Monitoring

Rancher has a Cluster Tool for monitoring that leverages Grafana and Prometheus. You can use this tool, integrating it with Kubewarden, to view overall metrics for a Policy Server or metrics for a given policy.

  • Issues with Rancher Manager v2.7.1 can cause issues with the Metrics dashboard view. The project recommends version v2.7.2 or greater.

  • You need a cluster with at least 4 cores to install the Monitoring tool.

Prerequisites

The Prometheus Operator is required. Follow these instructions to install it.

Install

Create the ServiceMonitors

  • Import the manifest to create the ServiceMonitors

  • You need to specify the namespace where Kubewarden is installed

This is adapted from here:

apiVersion: monitoring.coreos.com/v1
kind: ServiceMonitor
metadata:
  name: kubewarden-controller
  namespace: cattle-kubewarden-system
spec:
  endpoints:
    - interval: 10s
      port: metrics
  namespaceSelector:
    matchNames:
      - cattle-kubewarden-system
  selector:
    matchLabels:
      app.kubernetes.io/name: kubewarden-controller
---
apiVersion: monitoring.coreos.com/v1
kind: ServiceMonitor
metadata:
  name: kubewarden-policy-server
  namespace: cattle-kubewarden-system
spec:
  endpoints:
    - interval: 10s
      port: metrics
  namespaceSelector:
    matchNames:
      - cattle-kubewarden-system
  selector:
    matchLabels:
      app: kubewarden-policy-server-default

Enable telemetry for your rancher-kubewarden-controller resource

  • Navigate to Apps & Marketplace → Installed Apps.
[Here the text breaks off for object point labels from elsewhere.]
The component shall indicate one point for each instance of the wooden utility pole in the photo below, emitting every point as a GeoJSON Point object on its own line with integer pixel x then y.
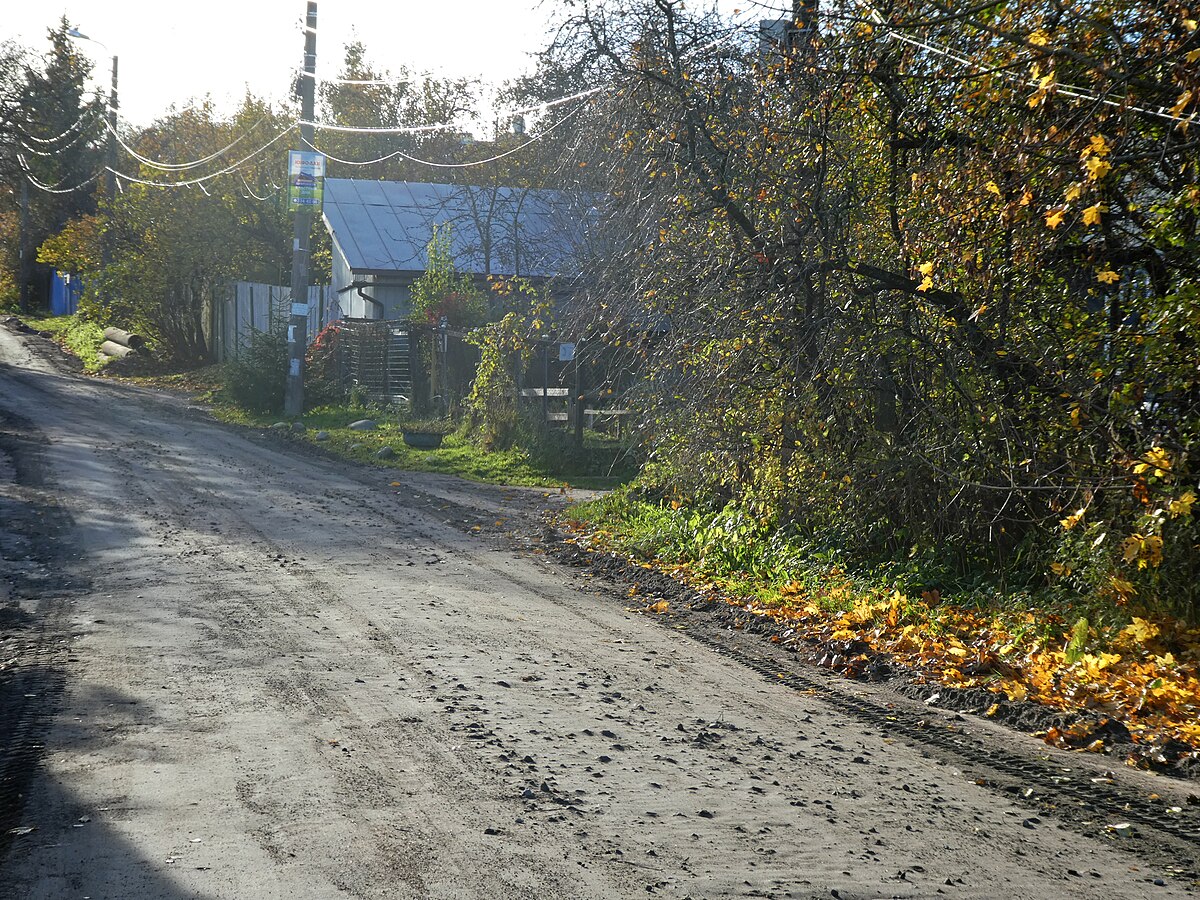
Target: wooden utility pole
{"type": "Point", "coordinates": [23, 268]}
{"type": "Point", "coordinates": [298, 322]}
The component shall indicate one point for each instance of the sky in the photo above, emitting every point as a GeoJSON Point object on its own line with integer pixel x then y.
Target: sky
{"type": "Point", "coordinates": [217, 48]}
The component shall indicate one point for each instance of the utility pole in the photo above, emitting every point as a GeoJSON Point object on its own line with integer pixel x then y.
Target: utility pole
{"type": "Point", "coordinates": [106, 243]}
{"type": "Point", "coordinates": [25, 301]}
{"type": "Point", "coordinates": [298, 322]}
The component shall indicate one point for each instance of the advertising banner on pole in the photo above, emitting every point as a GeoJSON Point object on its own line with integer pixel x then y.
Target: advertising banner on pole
{"type": "Point", "coordinates": [306, 179]}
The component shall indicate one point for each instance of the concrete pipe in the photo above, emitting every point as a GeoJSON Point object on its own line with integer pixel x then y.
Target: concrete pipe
{"type": "Point", "coordinates": [125, 339]}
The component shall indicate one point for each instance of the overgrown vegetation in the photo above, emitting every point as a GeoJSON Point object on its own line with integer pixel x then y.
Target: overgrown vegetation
{"type": "Point", "coordinates": [909, 301]}
{"type": "Point", "coordinates": [255, 381]}
{"type": "Point", "coordinates": [78, 335]}
{"type": "Point", "coordinates": [1019, 647]}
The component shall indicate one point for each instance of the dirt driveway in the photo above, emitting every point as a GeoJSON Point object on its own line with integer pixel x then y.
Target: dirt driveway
{"type": "Point", "coordinates": [233, 669]}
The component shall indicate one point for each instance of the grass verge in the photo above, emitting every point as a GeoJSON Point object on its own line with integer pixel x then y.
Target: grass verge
{"type": "Point", "coordinates": [456, 456]}
{"type": "Point", "coordinates": [1141, 671]}
{"type": "Point", "coordinates": [81, 337]}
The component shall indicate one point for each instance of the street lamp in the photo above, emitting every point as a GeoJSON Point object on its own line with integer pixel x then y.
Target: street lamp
{"type": "Point", "coordinates": [111, 181]}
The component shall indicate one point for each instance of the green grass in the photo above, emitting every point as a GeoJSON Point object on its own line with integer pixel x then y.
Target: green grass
{"type": "Point", "coordinates": [81, 337]}
{"type": "Point", "coordinates": [456, 456]}
{"type": "Point", "coordinates": [745, 559]}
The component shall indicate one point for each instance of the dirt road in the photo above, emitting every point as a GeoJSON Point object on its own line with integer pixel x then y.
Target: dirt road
{"type": "Point", "coordinates": [238, 670]}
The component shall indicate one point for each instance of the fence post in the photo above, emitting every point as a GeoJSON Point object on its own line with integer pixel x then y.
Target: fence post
{"type": "Point", "coordinates": [580, 400]}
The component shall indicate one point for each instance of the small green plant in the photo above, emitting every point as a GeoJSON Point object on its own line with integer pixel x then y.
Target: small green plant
{"type": "Point", "coordinates": [442, 292]}
{"type": "Point", "coordinates": [255, 381]}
  • Select the Edit/Upgrade action for your rancher-kubewarden-controller resource.

  • Edit the YAML for telemetry to be enabled: "true" and ensure the metrics port is correct.

telemetry:
  metrics:
    enabled: True
    port: 8080

You may need to redeploy your Monitoring resources for the new ConfigMap to load. You can do this from Workloads → Deployments. Select all the resources in the cattle-monitoring-system namespace and select the Redeploy action.

Create the Grafana dashboard ConfigMap for Policies and Policy Server

This method is suitable for air gap installations

The dashboards are unique between Policy Server and Policies, so need separate creation.

Within the detail view for a Policy Server or a specific Policy:

  • Navigate to the "Metrics" tab.

  • Follow the prompt to create the ConfigMap.

  • Reload the page to update the Grafana view (Grafana may be slow to acknowledge the new dashboard).

You should be able to view the metrics for a Policy Server, or any given Policy on the detail page for each respective resource. You can also view the Kubewarden dashboards within the Grafana UI, or the events from the Prometheus UI.